As part of its bid to meet E.U. standards, Turkey last year approved legislation making "honor killings" the practice of men killing their female relatives for perceived immoral behavior punishable by life in prison. But a growing number of female suicides in southeastern Turkey, the country's poorest and most conservative region, this year has raised suspicion that women are now being forced to kill themselves to spare their male relatives a jail term. In the province of Batman (pop. 500,000) hospital records show there have been 31 attempted female suicides this year, already more than last year's total, and five women have died, although the total number of actual suicides is impossible to document.

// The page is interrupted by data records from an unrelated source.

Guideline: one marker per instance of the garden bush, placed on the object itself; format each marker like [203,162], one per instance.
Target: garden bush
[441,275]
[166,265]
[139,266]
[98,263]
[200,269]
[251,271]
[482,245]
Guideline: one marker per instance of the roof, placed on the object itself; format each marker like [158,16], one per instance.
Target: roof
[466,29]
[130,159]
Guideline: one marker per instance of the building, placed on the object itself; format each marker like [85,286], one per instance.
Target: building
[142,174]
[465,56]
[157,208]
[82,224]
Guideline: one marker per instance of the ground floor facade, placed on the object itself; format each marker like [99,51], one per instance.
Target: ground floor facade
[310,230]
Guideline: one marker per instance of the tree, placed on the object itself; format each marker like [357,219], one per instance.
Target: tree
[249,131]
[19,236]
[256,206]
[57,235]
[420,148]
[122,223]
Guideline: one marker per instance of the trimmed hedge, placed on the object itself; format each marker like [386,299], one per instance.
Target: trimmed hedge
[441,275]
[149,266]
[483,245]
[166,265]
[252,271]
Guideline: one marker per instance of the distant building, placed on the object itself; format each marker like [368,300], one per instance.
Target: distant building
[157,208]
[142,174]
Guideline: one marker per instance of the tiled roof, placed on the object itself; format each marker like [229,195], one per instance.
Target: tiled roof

"Women are locked away in a room with a rope and put under pressure. Or they might be forced to take rat poison," says Nebahat Akkoc, founder of Ka-Mer, a women's rights group in Diyarbakir, the regional capital of the south-east. Last week the U.N. sent Yakin Ertürk, rapporteur on violence against women, on a fact-finding mission to investigate the suicides.
Some 70 women die in honor killings in Turkey every year, mostly in the southeast, women's groups say. The real figure may be higher in remote villages, deaths can often go unrecorded. A survey in southeast Turkey last year found nearly 40% of mostly male respondents said a woman guilty of adultery should be killed. And violence against women is still widely tolerated in Turkey. A prominent M.P. from the ruling Islamic-rooted Justice and Development Party (akp) recently made headlines for beating his wife when she confronted him over having an affair. His behavior earned him little rebuke the akp said it was a family matter. "It's not enough to have new laws," says Akkoc. "We need real political willpower if we're going to make any progress."